In 2021, Heimstaden AB acquired Heimstaden ehf. from Fredensborg AS, achieving an annualised return on investment of appr. 18% post-acquisition, corresponding to an accounting profit of SEK 0,6 billion for the parent company upon realisation (consolidated accounting loss of SEK 0.4 billion).
The purchase price paid upon closing of the transaction amounts to ISK 18.7 billion (appr. SEK 1.5 billion). A further deferred purchase price in the range ISK 10.9 -12.1 billion (appr. SEK 0.87-0.97 billion) will be paid when Fredensborg AS has completed the exit strategy of Heimstaden ehf., as initiated by Heimstaden AB. In addition, the purchase price mechanism includes a performance based earn out element based on the total consideration received by Fredensborg AS at an exit from Heimstaden ehf. If the exit strategy isn't completed within 36 months after closing and the deferred purchase price remains unsettled, Heimstaden AB can, under specific conditions, request a transaction reversal.

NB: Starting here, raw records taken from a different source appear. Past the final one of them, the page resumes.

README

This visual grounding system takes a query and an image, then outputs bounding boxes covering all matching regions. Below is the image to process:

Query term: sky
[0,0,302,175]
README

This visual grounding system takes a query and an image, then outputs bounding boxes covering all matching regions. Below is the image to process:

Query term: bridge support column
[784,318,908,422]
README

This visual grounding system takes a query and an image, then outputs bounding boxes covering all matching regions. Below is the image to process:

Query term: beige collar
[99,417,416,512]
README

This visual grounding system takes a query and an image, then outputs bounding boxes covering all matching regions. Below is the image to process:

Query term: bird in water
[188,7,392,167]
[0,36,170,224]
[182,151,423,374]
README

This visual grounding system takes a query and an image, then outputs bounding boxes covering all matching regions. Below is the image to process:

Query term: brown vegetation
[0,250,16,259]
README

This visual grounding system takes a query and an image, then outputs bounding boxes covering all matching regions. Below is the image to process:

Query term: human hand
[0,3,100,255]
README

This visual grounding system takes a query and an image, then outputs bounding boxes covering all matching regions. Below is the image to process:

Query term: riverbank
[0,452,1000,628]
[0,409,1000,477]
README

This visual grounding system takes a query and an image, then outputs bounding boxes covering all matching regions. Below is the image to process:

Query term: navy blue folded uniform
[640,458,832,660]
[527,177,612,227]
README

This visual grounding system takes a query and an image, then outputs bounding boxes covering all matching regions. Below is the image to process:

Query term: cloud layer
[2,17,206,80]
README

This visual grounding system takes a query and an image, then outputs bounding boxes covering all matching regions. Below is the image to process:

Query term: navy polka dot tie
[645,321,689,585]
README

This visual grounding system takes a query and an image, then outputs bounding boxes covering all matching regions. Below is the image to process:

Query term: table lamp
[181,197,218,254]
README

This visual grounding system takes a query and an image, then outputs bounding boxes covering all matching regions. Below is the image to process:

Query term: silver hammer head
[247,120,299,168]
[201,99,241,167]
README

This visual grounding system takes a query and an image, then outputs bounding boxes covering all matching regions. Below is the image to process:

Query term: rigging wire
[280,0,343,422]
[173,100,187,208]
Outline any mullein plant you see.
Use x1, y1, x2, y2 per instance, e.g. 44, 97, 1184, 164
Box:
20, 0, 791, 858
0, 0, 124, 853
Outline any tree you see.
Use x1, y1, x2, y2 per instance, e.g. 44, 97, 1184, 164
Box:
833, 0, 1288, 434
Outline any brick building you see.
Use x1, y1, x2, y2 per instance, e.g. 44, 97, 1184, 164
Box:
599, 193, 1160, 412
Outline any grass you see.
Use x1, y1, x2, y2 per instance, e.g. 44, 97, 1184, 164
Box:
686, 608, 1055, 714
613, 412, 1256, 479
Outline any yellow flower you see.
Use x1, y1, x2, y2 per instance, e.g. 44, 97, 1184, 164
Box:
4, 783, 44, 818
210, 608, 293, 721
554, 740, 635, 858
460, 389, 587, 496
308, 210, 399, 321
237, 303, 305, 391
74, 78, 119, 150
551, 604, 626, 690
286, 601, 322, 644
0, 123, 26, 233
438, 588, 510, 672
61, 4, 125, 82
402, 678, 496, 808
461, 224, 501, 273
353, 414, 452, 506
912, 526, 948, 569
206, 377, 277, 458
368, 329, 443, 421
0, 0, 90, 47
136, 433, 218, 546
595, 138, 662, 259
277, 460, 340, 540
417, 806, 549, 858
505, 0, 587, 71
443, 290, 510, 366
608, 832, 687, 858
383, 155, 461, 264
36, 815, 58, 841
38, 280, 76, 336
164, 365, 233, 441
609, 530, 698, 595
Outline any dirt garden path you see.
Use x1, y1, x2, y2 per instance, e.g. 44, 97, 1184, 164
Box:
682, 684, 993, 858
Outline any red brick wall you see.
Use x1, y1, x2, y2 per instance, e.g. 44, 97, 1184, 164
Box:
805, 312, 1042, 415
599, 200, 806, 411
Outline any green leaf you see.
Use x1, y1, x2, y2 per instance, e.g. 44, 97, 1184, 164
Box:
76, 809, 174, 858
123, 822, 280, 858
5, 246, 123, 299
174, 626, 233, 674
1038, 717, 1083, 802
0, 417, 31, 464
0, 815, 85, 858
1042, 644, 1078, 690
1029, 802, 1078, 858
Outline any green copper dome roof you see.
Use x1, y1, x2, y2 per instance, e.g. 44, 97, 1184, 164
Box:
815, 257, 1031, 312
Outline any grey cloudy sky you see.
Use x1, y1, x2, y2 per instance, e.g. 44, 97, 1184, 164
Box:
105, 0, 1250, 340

The divestment follows the communicated strategy to continue the deleveraging of Heimstaden AB and the proceeds will be used for liability management purposes.
"The sale of Heimstaden’s Icelandic portfolio offers an attractive opportunity to accelerate our exit from the Icelandic market, advance our deleveraging, and capture a significant portion of the ongoing exit strategy's upside," says CEO Helge Krogsbøl.
Related-Party Transaction
Heimstaden AB is to comply with best practice on the stock market, inter alia meaning that some related party transactions must be approved by the general meeting. In statement 2023:45 concerning this transaction, the Swedish Securities Council has stated that it is compliant with best practice on the stock market for the board in Heimstaden AB to resolve on a potential transaction with Fredensborg AS, provided that Heimstaden AB, in conjunction with the transaction, publishes a statement of the acquisition in accordance with Chapter 16 a, Section 7, second paragraph of the Swedish Companies Act, including a fairness opinion prepared by an independent expert regarding the transaction.
Since Fredensborg AS is Heimstaden AB’s largest shareholder, the Board has prepared a statement on the acquisition corresponding to the requirements in the Swedish Companies Act and a fairness opinion on the acquisition has been obtained from KPMG. The Board’s statement and the fairness opinion are available on Heimstaden AB’s website and is attached to this release.